We finally get down to the trailhead and then we have to drive back to town. And that’s another hour or so of four-wheel drive dirt roads, round and round and down and down.
Here’s where it really gets scary, if it had been a spinal injury and I had not been able to undertake the hours of downward travel on my own, they would have had to carry me out. Nan and Barb. Though they are both great hikers, they could not have carried me down in less than five or six hours — if at all. And that is how you die outdoors. It’s not because the injury is immediately life-threatening, it’s because you cannot get medical attention quickly enough. And here’s the deal; you don’t want to be stuck above 10,000 feet after dark without your tent, your sleeping bag and your sleeping pads.
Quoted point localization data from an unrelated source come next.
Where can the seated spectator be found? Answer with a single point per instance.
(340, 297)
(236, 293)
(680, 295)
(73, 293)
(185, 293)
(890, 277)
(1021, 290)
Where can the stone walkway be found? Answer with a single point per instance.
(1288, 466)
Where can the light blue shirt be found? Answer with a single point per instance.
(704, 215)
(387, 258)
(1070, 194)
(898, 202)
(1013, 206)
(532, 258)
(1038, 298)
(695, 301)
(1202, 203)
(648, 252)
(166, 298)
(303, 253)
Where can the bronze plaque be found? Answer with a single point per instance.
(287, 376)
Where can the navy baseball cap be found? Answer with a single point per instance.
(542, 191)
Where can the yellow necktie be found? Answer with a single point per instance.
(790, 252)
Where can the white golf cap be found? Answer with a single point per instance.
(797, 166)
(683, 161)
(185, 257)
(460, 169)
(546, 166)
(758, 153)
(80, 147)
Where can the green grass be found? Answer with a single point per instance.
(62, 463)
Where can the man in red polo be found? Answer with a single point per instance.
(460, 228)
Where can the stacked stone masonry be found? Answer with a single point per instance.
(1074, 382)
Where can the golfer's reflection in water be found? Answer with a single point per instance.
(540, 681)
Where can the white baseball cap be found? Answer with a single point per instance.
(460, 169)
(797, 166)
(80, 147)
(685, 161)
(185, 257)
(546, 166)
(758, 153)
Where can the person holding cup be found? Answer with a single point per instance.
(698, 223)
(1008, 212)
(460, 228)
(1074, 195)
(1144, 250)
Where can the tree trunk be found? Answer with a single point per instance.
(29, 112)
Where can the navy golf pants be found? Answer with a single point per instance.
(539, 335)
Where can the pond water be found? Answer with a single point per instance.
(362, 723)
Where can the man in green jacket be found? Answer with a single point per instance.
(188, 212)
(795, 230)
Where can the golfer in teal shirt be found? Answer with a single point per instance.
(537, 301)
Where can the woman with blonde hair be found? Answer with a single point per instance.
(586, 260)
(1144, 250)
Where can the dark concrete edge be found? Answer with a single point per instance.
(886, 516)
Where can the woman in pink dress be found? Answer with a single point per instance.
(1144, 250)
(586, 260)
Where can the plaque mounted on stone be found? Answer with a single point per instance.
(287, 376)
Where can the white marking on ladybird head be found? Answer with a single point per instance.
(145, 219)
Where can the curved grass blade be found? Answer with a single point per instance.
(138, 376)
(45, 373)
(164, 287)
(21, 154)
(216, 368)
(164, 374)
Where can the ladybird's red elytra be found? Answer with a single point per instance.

If it’s just you and your jacket and your camera tripod… …you die outdoors.
The search and rescue team finds you and the one WEMT says to the other, “DRT.” And the other one just nods.
Dead right there.
Turns out it was a paraspinal injury which is very painful and debilitating but not quite as debilitating as a spinal injury. All these years later I remember that even with the pain meds, my back ached for weeks.
But I’m all better now.
That’s what Rosabee used to say when she was sick and we told here we were going to see Dr. Wolkov at the Gunnison Valley Hospital. “I’m all better now.” I don’t have to go to the doctor and be poked and prodded a get a shot.
So that’s one way you can die outdoors. Two if you count the encounter with the bears in the meado.
That’s like half a death outdoors because they retreated as quickly as I did.
Later, we can talk about the tide on Long Beach in Portland, Oregon. That’s actually two stories. The outgoing stream that we stepped over on the way out in the morning, and the incoming stream we swam across on the way back late that afternoon. That’s one. Then there’s the stop for lunch while the tide is coming in and climbing the knotted rope up the bluff to avoid being smunched by timber rolling in on the incoming tide story.
There’s also the time I lost the linch pin on my water purifier in the San Isabel National Forest, and there’s the time we lost the same linch pin on the same stupid water purifier while camping at the North Lake Desor campground on Isle Royale. Note that Isle Royale is closer Canada but which by dint of pork barrel politics was traded back in the olden days to Michigan by Ohio… if you can follow that line of reasoning.
Eventually, we’ll get back to how to die indoors. Hashtag aggregation camps and dialysis.